Table 4. Comparison on DeepFashion. #Clusters, \(F_P\), \(F_B\) and computing time are reported.

Results on DeepFashion. For DeepFashion dataset, clustering task is much harder since it is an open set problem. It can be observed that our method also uniformly outperforms the other methods in terms of both \(F_P\) and \(F_B\) with comparable computing time, as shown in Table 4.

5.3 Ablation Study

To demonstrate the effectiveness of NDDe and TPDi, we conduct an ablation study on MS1M 5.21M dataset, as shown in Table 5. All these four methods use the same transition matrix as described in Sect. 4.1. \(M_1\) is our baseline model, which uses the standard density and cosine distance. \(M_2\) is obtained by replacing the cosine distance in \(M_1\) with TPDi, \(M_3\) is obtained by replacing the standard density in \(M_1\) with NDDe, and \(M_4\) is the proposed method using both NDDe and TPDi as the density \(\rho \) and distance \((d_{ij})_{N\times N}\) required by DPC. Table 5 shows that both NDDe and TPDi contribute to the final clustering performance. And the improvement brought by NDDe is more significant, which illustrates that NDDe is essential for the success of our method.

5.4 Face Recognition

Table 5. Ablation study of NDDe and TPDi on MS1M. \(F_P\) and \(F_B\) are reported.
Fig. 8.
figure 8

Rank-1 face identification accuracy on MegaFace with 1M distractors.

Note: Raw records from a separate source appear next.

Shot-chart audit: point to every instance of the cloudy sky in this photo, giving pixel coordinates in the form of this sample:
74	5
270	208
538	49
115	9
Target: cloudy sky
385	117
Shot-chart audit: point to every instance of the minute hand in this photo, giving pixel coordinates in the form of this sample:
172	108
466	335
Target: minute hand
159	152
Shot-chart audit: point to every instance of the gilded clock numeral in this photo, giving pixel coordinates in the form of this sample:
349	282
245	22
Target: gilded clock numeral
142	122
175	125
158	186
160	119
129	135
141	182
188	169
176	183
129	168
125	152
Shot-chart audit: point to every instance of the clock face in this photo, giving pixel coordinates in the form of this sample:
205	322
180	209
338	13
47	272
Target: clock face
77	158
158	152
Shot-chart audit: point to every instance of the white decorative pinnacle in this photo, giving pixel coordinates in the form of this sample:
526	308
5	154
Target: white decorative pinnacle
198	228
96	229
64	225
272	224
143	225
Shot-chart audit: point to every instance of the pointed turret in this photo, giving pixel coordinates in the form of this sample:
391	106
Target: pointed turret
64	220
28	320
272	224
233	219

To further show the potential of our method in scaling up face recognition systems using large-scale unlabeled face images, we use our method to generate pseudo-labels for unlabeled face images and use them to train face recognition models. For a fair comparison, we adopt the same experimental setting as in [23, 31, 32]. We use a fixed number of labeled data and different ratios of unlabeled data with pseudo-labels to train face recognition models and test their performance on MegaFace benchmark [10] taking the rank-1 face identification accuracy with 1M distractors as metric. In Fig. 8, the upper bound is trained by assuming all unlabeled data have ground-truth labels, and the other five curves illustrate that all the methods benefit from an increase of the unlabeled data with pseudo-labels. And it can be observed that our method consistently achieves the highest performance given any ratio of unlabeled data, and improves the performance of the face recognition model from \(58.20\%\) to \(80.80\%\), which is the closest to the upper bound.

6 Conclusion

In this paper, we point out a key issue in face clustering task—the low recall of hard clusters, i.elet@tokeneonedot, small clusters and sparse clusters. We find the reasons behind this are 1) smaller clusters tend to have a lower density, and 2) it is hard to set a uniform (distance) threshold to identify the clusters of varying sparsity. We tackle the problems by proposing two novel modules, NDDe and TPDi, which yield the size-invariant density and the sparsity-aware distance, respectively. Our extensive ablation study shows that each of them contributes to improving the recall on hard clusters, consistently on multiple face clustering benchmarks.